Went for a barbecue at Alan and Andrea's (friends of Dave and Nora) in the afternoon. Alan generously allowed me to plug into his network to get the last of the work I have been doing uploaded.

Climbing the mast using the mast ladder
Using the mast ladder

Had a drink at Mina's bar at the marina later - chatting with Ray and Doug, two of the ClubSail instructors (it's an RYA school based in the marina). When I told Doug I was a cruising instructor he said I could probably get a week's work in a week's time, but I politely declined and said we must get on. However, in the immortal words of Mr. Schwarzennerger, I'll be back.

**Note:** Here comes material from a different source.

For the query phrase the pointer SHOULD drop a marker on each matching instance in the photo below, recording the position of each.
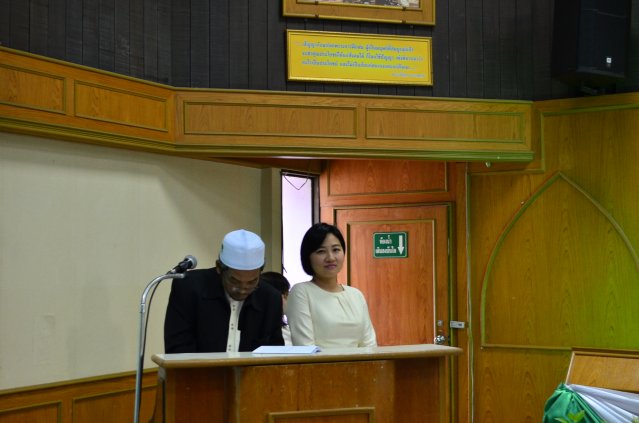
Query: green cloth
(567, 406)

Fri 1st December - Tenerife

First thing in the morning I walked up the hill and got a haircut. It was quite a strange experience. The barber was a dapper little Ecuadorian in a neckscarf who told me he was really a singer but Brits kept coming over on holiday and singing for beer and so undermining the whole local music economy. He trimmed my nose hairs, shaved my neck, cut my eyebrows and generally gave me the works. He must have used at least a dozen different fluids, creams and unguents on me - altogether quite an exotic experience, although it did cost 13 Euros. Not a bad haircut though.

When I got back to the boat we packed the dinghy away and generally got the boat ready to go to sea again. The dinghy now has a new bag. It's actually the old mainsail bag, which has been lying in the locker since we got the boat. Walked up to Amarilla Golf to check out another supermarket Nora had told us about. This caters to expats and had all sorts of goodies like marmalade and peanut butter, plus lots of sauces and spices to make boat food more interesting. We also got a new bucket for E1.50 to replace the one lost on the way over from Madeira.

Marina San Miguel from the golf course
Marina from the golf course

Today was the first day for ages with very little wind, and I took the opportunity to go snorkelling in the little bay to the North of the marina. No flora, but lots of interesting fish - hundreds of flourescent blue ones, plus some small trigger fish and pastel coloured clownfish-looking things. I also saw an amazing sea slug of some sort. Water still a bit chilly compared to the Caribbean though - about 22 degress, OK for twenty minutes then a hot shower is welcome.

Went out for another All You Can Eat Chinese buffet in the evening with Dave, Nora, Shaun and Susan and the grandchildren. Kathy managed to do it justice this time - she has finally recovered from a bit of a tummy bug she picked up in Madeira. Had a last drink at the marina bar and early to bed.